Geht es nach den Vorstellungen der Ausländerbehörden und Ministerien, sollen Ärzte lediglich die Reisefähigkeit begutachten und die Durchführung der Abschiebung medizinisch ermöglichen. Der Bundesärztetag und die Ärztekammern von Bund und Ländern haben sich jedoch immer wieder gegen eine Instrumentalisierung von Ärzten für die reibungslose Durchführung von Abschiebungen gewehrt. Eine Beschränkung auf die Begutachtung der Reisefähigkeit werde abgelehnt, hieß es im Abschlussprotokoll des Deutschen Ärztetages vom Mai letzten Jahres. Diese Position ist nun in dem Kriterienkatalog festgeschrieben worden. Von der Bundesärztekammer wird er daher als Erfolg verbucht.

Nach Auffassung von Otmar Kloiber, bis Januar stellvertretender Hauptgeschäftsführer der Bundesärztekammer und inzwischen Generalsekretär des Weltärztebundes, beinhaltet der Kriterienkatalog eine wichtige Neuerung gegenüber der bisherigen Praxis. „Die größte Schwierigkeit war, dass die Tätigkeit der Ärzte auf die reine Prüfung der Flugtauglichkeit beschränkt war“, erklärte Kloiber gegenüber der Ärzte Zeitung. Nun jedoch könne der Arzt auch Abschiebungshindernisse vorbringen, die ihre Ursache im Zielstaat hätten.

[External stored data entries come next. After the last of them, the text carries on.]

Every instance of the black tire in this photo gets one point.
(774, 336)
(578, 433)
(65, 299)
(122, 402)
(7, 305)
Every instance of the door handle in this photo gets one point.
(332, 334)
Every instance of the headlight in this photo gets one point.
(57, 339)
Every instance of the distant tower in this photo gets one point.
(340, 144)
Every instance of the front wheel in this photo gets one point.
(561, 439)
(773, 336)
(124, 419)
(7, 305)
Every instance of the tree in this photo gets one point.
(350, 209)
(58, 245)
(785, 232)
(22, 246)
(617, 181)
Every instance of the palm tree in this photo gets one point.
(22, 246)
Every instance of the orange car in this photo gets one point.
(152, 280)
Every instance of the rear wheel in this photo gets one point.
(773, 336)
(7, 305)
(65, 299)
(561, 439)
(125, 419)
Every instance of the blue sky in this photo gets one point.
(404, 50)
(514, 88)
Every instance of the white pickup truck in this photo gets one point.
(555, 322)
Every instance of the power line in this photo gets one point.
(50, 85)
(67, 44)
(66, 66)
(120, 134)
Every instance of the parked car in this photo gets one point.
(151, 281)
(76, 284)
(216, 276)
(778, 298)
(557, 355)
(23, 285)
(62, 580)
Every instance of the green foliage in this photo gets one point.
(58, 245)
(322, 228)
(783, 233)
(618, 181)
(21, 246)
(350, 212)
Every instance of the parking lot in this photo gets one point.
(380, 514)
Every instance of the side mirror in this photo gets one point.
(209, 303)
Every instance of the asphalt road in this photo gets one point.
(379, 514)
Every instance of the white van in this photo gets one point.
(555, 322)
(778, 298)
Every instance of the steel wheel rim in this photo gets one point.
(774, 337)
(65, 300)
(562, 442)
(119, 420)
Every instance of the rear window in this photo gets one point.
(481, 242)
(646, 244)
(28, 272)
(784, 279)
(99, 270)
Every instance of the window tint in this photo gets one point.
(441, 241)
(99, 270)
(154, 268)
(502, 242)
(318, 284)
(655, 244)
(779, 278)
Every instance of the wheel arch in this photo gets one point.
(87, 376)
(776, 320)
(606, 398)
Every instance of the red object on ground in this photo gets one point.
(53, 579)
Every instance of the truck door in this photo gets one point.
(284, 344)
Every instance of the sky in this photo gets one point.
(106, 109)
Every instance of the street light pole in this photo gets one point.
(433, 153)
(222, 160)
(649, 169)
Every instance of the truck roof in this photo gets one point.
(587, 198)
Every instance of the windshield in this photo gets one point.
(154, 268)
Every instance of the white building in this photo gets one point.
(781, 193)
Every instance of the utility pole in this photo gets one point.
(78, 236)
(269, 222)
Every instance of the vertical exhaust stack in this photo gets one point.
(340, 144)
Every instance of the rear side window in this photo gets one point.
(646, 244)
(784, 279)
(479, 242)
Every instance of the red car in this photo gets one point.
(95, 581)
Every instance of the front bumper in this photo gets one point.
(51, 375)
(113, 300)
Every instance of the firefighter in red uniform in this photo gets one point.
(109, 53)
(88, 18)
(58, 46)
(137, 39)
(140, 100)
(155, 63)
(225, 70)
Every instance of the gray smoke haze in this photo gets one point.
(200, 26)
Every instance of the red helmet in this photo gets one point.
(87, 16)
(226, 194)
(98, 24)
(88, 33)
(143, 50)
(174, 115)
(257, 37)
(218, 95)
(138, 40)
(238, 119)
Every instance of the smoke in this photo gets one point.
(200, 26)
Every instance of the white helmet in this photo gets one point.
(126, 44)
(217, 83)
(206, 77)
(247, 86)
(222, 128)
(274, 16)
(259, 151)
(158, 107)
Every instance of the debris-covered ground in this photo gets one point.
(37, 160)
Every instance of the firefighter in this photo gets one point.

Während Nordrhein-Westfalen den Katalog bereits in einen Erlass umgesetzt hat und die Mitarbeiter der Ausländerämter entsprechend geschult werden, wollen die CDU-geführten Länder lieber alles beim Alten lassen. „Wir machen das nicht“, verkündete Engemann vom niedersächsischen Innenministerium. Auch Smekal von der Hamburger Innenbehörde stellte klar: „Bei uns wird es definitiv keinen Erlass wie in NRW geben.“ Nach Informationen des Niedersächsischen Flüchtlingsrats wollte die Mehrheit der CDU-geführten Länder den Kriterienkatalog nicht unterschreiben.

Trotz ihrer Verweigerungshaltung werden die unionsgeführten Länder jedoch kaum umhinkommen, dem Kriterienkatalog über die „Mitwirkung von Ärzten und Ärztinnen bei Rückführungsmaßnahmen“ bereits jetzt Beachtung zu schenken. Denn eine große Zahl der Abschiebungen wird über den Flughafen Düsseldorf durchgeführt. Und Düsseldorf liegt bekanntlich in Nordrhein-Westfalen.